How can I configure the SonicWall to lockout a user if the login credentials are incorrect?
05/21/2020 33 15111
How can I configure the SonicWall security appliance to lockout a user if the login credentials are incorrect?
You can configure the SonicWall security appliance to lockout an administrator or a user if the login credentials are incorrect. Navigate to MANAGE | Appliance | Base Settings and select the Enable Administrator/User Lockout checkbox to prevent users from attempting to log into the SonicWall security appliance without proper authentication credentials. Enter the number of failed attempts before the user is locked out in the Failed login attempts per minute before lockout field. Enter the length of time that must elapse before the user attempts to log into the SonicWall security appliance again in the Lockout Period (minutes) field.

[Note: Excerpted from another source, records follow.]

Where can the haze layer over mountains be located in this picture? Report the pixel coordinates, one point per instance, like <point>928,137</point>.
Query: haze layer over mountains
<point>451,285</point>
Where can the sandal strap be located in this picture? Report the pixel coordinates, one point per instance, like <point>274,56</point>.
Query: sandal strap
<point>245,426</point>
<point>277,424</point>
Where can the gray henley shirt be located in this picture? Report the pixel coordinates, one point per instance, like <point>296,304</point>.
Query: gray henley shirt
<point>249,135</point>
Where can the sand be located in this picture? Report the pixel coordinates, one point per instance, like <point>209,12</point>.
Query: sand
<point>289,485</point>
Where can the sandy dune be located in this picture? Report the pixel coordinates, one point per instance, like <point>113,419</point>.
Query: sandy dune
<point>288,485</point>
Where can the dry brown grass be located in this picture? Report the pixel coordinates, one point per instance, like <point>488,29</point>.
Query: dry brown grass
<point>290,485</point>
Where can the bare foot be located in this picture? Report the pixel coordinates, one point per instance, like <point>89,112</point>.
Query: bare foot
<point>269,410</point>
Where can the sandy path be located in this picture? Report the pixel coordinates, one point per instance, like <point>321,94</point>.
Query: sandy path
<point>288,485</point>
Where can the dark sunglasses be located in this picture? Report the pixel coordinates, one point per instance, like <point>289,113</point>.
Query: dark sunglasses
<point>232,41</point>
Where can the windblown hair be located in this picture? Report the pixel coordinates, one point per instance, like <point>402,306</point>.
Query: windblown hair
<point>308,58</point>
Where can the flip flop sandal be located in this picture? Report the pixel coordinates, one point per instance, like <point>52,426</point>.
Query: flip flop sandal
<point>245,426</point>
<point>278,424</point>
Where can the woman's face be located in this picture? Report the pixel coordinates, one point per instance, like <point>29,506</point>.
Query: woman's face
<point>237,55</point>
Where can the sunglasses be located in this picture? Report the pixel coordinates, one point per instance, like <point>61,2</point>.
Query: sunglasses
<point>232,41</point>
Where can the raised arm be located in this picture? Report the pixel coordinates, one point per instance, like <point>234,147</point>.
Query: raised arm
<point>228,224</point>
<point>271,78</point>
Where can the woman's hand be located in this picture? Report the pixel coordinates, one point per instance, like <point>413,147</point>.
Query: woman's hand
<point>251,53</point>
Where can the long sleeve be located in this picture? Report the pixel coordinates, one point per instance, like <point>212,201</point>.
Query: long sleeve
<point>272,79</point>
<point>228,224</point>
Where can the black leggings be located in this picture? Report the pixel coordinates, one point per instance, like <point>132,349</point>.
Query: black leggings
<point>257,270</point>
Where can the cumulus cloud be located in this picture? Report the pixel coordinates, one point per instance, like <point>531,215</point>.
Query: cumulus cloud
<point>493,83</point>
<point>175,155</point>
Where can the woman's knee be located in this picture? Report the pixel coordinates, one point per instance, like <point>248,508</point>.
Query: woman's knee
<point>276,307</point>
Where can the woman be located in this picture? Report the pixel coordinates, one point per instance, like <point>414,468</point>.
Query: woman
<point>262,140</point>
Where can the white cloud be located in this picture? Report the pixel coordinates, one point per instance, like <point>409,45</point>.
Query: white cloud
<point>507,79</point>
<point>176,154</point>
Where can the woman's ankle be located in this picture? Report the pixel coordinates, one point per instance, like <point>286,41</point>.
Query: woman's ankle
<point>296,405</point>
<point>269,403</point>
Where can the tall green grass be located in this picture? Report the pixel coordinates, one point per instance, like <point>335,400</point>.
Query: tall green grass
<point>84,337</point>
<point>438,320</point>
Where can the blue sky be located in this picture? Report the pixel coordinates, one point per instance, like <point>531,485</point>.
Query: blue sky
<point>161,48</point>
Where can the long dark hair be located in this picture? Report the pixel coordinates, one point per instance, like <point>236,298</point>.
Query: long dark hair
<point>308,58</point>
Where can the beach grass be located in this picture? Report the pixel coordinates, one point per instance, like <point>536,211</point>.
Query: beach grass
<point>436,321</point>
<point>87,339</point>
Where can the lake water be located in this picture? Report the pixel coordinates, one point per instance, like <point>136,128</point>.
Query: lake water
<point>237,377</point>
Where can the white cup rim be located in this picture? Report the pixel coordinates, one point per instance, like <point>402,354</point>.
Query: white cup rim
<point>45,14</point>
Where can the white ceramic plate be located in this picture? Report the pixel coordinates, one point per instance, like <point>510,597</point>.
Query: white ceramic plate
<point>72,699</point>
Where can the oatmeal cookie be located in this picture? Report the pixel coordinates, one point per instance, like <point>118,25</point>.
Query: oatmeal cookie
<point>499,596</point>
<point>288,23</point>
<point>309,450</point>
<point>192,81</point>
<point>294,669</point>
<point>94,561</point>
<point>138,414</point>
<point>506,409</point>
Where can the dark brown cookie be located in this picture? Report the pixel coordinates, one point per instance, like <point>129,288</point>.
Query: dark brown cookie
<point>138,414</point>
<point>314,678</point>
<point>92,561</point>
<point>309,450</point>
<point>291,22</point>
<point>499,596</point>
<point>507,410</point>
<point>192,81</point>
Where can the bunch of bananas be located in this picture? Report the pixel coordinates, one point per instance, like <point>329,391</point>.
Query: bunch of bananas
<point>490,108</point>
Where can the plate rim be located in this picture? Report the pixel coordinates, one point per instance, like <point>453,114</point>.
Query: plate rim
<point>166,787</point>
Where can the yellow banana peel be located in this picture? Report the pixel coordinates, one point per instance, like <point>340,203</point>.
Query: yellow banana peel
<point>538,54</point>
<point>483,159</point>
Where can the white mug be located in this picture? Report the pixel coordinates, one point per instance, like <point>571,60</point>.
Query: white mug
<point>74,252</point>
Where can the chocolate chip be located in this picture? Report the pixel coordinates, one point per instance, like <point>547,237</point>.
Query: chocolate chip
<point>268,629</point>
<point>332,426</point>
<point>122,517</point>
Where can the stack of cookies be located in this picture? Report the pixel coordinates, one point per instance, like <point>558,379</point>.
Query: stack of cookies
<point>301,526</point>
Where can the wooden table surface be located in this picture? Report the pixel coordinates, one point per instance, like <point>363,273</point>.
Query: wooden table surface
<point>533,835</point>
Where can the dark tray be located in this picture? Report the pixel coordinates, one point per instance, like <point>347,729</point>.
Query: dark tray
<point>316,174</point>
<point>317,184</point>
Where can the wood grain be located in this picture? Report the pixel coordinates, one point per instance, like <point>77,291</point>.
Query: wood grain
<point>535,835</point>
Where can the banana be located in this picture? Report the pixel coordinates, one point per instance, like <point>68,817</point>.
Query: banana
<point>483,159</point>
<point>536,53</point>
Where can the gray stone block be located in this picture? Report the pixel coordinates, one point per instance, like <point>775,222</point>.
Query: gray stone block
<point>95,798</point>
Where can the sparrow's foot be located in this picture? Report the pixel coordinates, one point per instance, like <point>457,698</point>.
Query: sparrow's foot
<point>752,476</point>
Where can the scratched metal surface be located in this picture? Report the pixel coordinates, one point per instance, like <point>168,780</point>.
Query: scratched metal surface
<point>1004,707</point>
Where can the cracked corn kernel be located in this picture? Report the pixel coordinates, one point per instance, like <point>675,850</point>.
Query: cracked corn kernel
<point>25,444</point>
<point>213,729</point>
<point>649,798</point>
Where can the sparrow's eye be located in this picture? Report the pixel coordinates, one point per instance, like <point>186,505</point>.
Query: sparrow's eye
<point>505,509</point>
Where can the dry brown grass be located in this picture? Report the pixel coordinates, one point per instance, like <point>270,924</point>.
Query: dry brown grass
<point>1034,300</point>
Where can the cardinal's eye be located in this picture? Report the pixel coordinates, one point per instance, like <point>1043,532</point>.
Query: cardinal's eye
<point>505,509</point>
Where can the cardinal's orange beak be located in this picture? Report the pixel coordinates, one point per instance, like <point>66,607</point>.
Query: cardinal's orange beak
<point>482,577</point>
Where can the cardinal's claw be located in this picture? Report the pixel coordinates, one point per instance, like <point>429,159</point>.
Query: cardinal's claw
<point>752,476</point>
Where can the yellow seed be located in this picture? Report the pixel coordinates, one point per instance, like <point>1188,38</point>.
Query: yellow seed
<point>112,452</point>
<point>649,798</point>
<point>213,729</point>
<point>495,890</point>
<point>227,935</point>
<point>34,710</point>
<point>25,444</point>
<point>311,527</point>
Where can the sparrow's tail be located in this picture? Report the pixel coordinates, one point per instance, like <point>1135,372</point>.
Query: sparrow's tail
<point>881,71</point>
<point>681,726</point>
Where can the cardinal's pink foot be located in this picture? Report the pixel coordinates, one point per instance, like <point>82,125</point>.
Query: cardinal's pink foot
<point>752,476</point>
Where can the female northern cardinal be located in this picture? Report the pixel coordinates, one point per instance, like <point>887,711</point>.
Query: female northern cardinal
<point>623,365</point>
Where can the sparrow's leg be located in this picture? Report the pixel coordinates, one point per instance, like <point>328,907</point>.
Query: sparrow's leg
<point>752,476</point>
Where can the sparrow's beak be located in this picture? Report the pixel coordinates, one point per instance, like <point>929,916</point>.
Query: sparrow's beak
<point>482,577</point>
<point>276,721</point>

CAUTION:If the administrator and a user are logging into the SonicWall security appliance using the same source IP address, the administrator is also locked out of the SonicWall security appliance. The lockout is based on the source IP address of the user or administrator.
On SonicOS 6.5.4.x onwards, we do not block the source IP, instead, it keeps giving the error as an incorrect username/password for failed login attempts. If you would like to block the IP address you can keep the option 'Enable local administrator/user account lockout (uncheck for login IP address lockout)' option unchecked.
Also, From SonicOS 6.5.4.x onwards, the lockout policy is extended for CLI users. You can apply the same lockout policy to block failed attempts from CLI. The number of attempts from CLI is also customizable using the option 'Max login attempts through CLI (same local administrator/user account lockout policy)'.